Bevor wir uns dem aktuellen Marktgeschehen am Ölmarkt und damit einhergehend dem Ausblick auf die nächsten Handelstage zuwenden, richten wir noch kurz unseren Blick auf die vergangene Handelswoche, in der es für Brent C.O. zunächst einen Rücksetzer zu verkraften gab. Im weiteren Wochenverlauf konnte sich der Ölpreis zwar stabilisieren, doch insgesamt gilt es, die Chancen auf der Oberseite noch einmal (neu) zu bewerten.

In unserer letzten Kommentierung an dieser Stelle zu Brent C.O. (am 26.02.) hatten wir die Kritik des US-Präsidenten an der Preispolitik der OPEC thematisiert. Vor allem die Kernaussage Trumps, dass die Welt einen weiteren Ölpreisanstieg nicht mehr verkraften würde, sorgte für eine gewisse Unruhe und verfehlte ihre Wirkung am Ölmarkt nicht. Die anschließende Reaktion aus Saudi-Arabien, die noch einmal die Notwendigkeit (zumindest aus Sicht der OPEC) am Festhalten der Förderkürzungsmaßnahmen betonte, sorgte dann für eine gewisse Stabilisierung.

Abgesehen vom politischen Geplänkel über die Deutungshoheit in Sachen Ölpreisniveau war der Ölmarkt mit uneinheitlichen Fundamentaldaten konfrontiert. Schauen wir zunächst auf die Situation in den USA. Um es einmal plakativ zu formulieren: Die Ölquellen in den USA sprudeln immer stärker! Die Rohölförderung in den Vereinigten Staaten legte auch zuletzt zu. Erst kürzlich wurde die Marke von 12 Mio. bpd (barrels per day) geknackt. Aktuell  (für die Woche zum 22.02.) gibt die Energy Information Administration (EIA) die US-Ölproduktion mit 12,1 Mio. bpd an. Um das Ausmaß des Anstiegs der Förderleistung in den USA in den letzten Jahren einmal in Relation zu setzen: Ende Februar 2014 produzierte die USA nur knapp 8,0 Mio. bpd.

Einen Lichtblick lieferte hingegen die Entwicklung der US-Rohöllagerbestände. Die EIA gab in der vergangenen Woche hier einen deutlichen Rückgang bekannt, nachdem der Markt mit einem weiteren Bestandsaufbau gerechnet hatte.
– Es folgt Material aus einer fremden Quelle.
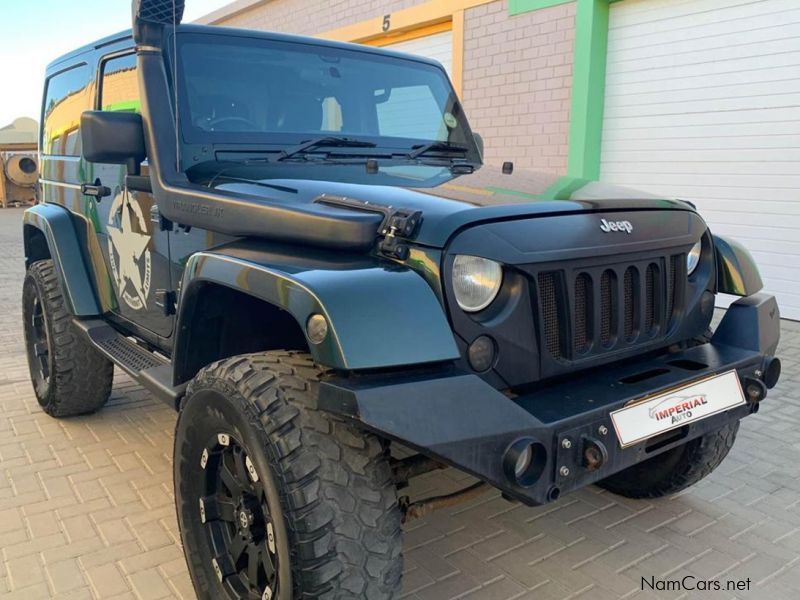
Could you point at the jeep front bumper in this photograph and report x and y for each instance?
(459, 419)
Die zahlreichen Konjunkturdaten der vergangenen Tage, die sowohl in den USA als auch China veröffentlicht wurden, konnten in Summe ebenfalls nicht vollends überzeugen und passten daher ins uneinheitliche Bild. In der neuen Handelswoche sollte man vor allem den Mittwoch (06.03.) mit dem Beige Book der US-Notenbank und den Freitag (08.03.) mit dem US-Arbeitsmarktbericht für Februar auf dem Schirm haben.
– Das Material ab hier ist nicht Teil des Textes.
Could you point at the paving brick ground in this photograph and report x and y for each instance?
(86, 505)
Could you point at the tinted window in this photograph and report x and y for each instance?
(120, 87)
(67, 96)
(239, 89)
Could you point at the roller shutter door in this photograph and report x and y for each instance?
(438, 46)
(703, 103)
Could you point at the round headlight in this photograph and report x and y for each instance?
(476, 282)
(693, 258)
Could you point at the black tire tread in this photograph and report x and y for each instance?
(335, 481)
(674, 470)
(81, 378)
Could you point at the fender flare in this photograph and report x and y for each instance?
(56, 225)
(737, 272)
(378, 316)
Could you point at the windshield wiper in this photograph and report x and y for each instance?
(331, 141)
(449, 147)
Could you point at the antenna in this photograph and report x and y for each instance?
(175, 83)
Der 6-Monats-Chart von Brent C.O. bestätigt das fundamentale Gesamtbild. Knapp oberhalb des ehemaligen Ausbruchsniveaus von 63,5 US-Dollar hat sich in den Grenzen 67,5 US-Dollar und 65,0 US-Dollar eine Handelsspanne etabliert. Der Markt wartet auf frische Signale...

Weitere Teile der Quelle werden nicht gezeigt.